Now here is the important info: Repair: The page (1:296) has been deallocated from object ID 389576426

The repair works by rebuilding the clustered index on a new set of pages and it simply skips the corrupted page. It fixes all references in allocation pages and linked pages. After the rebuild, it is as if the page was never there. (This is all logged.) The repair can't work ona row level since I corrupted the header and DBCC CHECKDB simply doesn't know what is on the page.

the result: There are 9998 rows in 4999 pages for object "RepUserTable".

1 page gone and 2 records gone. The logreader agent has no clue on how many rows where on that page. so it has no idea on how to replicate this to the subscriber.
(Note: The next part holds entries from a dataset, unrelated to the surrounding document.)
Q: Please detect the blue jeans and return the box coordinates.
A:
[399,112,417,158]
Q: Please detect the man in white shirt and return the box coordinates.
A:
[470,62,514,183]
If you now restart the log agent. You'll see that Replication doesn't fail.. However:

On the source we don't have record 3 and 4 but they are still present on the subscriber:

Select * from RepUserTable where ID IN (3,4)
/*
ID          TestString
----------- ----------------------------------------------------------------------------------------------------------------------------------------------------------------------------------------------------------------------------------------------------------------

(0 row(s) affected)
*/

--INSERT record into source table to show that replication is still working
INSERT INTO RepUserTable DEFAULT VALUES

Select MAX(ID) from RepUserTable
/*
ID
-----------
10000
*/
Select MAX(ID) as ID from RepDest.dbo.RepuserTable

/*
ID
-----------
10001
*/

Select * from RepDest.dbo.RepuserTable WHERE ID=3
/*
ID          TestString
----------- ----------------------------------------------------------------------------------------------------------------------------------------------------------------------------------------------------------------------------------------------------------------
3           AAAAAAAAAAAAAAAAAAAAAAAAAAAAAAAAAAAAAAAAAAAAAAAAAAAAAAAAAAAAAAAAAAAAAAAAAAAAAAAAAAAAAAAAAAAAAAAAAAAAAAAAAAAAAAAAAAAAAAAAAAAAAAAAAAAAAAAAAAAAAAAAAAAAAAAAAAAAAAAAAAAAAAAAAAAAAAAAAAAAAAAAAAAAAAAAAAAAAAAAAAAAAAAAAAAAAAAAAAAAAAAAAAAAAAAAAAAAAAAAAAAAAAAAAAAAAAAA
*/

--You now have Inconsistent data

If you would now re insert record 3 and 4 on the source database you would get a PK violation error when these rows are replicated to the subscriber. That won't work. And I'm assuming that this is what you mean by "Replication don't work"

But more important. If you wouldn't do that, you wouldn't notice anything. But you would have more records on the subscriber.